Lapisan tengah biasanya diisi scones, roti khas Inggris yang disajikan dengan selai stroberi dan clotted cream. Scones menjadi elemen wajib dalam Afternoon Tea.

3. Kue dan Pastry Manis

Lapisan atas berisi kue kecil seperti:

  • Victoria sponge
  • Macaron
  • Tart buah
  • Lemon drizzle cake

Semua hidangan dinikmati bersama teh hitam klasik seperti Earl Grey atau English Breakfast Tea.


Etika dan Cara Menikmati

Full English Tea bukan sekadar makan, tetapi juga pengalaman budaya. Beberapa etika yang umum diterapkan:

  • Pegang cangkir dengan elegan tanpa mengangkat jari kelingking
  • Oleskan krim dan selai pada scone secara bertahap
  • Nikmati makanan secara perlahan sambil berbincang

Tradisi ini sering ditemukan di hotel-hotel klasik di kota seperti London dan menjadi pengalaman wajib bagi wisatawan.

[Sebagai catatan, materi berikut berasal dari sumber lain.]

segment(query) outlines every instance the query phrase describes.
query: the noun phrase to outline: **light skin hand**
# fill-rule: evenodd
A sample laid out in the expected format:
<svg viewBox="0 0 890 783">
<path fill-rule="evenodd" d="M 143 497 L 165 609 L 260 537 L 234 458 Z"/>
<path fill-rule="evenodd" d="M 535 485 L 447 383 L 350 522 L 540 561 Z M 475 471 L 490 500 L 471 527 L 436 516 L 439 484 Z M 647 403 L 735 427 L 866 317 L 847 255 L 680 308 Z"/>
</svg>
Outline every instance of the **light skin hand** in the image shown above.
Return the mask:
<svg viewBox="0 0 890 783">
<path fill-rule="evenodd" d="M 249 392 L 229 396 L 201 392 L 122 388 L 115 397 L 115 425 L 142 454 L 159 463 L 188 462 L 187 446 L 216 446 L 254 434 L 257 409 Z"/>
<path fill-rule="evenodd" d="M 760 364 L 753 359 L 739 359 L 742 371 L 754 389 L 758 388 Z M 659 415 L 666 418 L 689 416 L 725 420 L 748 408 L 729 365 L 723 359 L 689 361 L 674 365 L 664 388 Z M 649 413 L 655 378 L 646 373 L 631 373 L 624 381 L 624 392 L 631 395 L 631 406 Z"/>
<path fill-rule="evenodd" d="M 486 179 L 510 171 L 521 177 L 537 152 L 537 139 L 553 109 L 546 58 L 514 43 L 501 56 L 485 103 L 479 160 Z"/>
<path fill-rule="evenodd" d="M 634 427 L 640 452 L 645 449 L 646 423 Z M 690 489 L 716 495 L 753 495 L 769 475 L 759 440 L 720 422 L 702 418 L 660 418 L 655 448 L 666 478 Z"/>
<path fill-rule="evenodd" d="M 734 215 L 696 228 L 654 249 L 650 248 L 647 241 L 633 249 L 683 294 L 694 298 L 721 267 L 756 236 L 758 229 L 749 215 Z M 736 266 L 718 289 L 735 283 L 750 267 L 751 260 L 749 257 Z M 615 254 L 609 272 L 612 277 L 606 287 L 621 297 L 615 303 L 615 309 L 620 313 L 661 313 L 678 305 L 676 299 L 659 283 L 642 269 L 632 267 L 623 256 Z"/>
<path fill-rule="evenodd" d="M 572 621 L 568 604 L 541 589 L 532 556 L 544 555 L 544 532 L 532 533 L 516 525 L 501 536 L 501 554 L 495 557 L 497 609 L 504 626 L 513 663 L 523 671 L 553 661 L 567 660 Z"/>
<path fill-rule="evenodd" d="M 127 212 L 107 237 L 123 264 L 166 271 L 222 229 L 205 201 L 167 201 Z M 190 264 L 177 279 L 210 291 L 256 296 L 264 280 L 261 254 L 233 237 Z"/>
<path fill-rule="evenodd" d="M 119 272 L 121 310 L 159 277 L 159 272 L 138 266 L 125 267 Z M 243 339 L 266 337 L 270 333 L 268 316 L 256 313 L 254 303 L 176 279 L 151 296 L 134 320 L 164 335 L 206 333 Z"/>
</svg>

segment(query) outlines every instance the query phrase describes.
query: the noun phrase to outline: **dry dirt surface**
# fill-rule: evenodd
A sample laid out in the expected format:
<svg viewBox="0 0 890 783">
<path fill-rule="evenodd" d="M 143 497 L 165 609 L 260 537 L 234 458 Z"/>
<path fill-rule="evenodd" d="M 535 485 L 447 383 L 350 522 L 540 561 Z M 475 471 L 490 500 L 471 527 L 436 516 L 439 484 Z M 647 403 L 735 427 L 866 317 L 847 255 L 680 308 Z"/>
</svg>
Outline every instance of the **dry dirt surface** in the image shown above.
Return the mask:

Perbedaan Afternoon Tea dan High Tea

Banyak orang mengira keduanya sama, padahal berbeda.

  • Afternoon Tea: Disajikan sekitar pukul 3–5 sore dengan kudapan ringan.
  • High Tea: Lebih menyerupai makan malam ringan dengan hidangan berat seperti pai dan daging, biasanya dinikmati oleh kelas pekerja pada masa lalu.

Mengapa Full English Tea Tetap Populer?

Di era modern, tradisi ini tetap diminati karena:

  • Memberikan pengalaman klasik dan estetik
  • Cocok untuk acara spesial seperti ulang tahun atau bridal shower
  • Menjadi simbol budaya Inggris yang mendunia

Bahkan kini banyak restoran dan hotel di berbagai negara menghadirkan konsep Afternoon Tea dengan sentuhan lokal.


Kesimpulan

Full English Tea bukan hanya tentang secangkir teh, tetapi tentang tradisi, sejarah, dan pengalaman sosial yang elegan. Dengan kombinasi sandwich gurih, scones hangat, dan kue manis, tradisi ini menjadi simbol kuliner Inggris yang tak lekang oleh waktu.

Jika Anda berkunjung ke Inggris, menikmati Afternoon Tea adalah pengalaman budaya yang tidak boleh dilewatkan.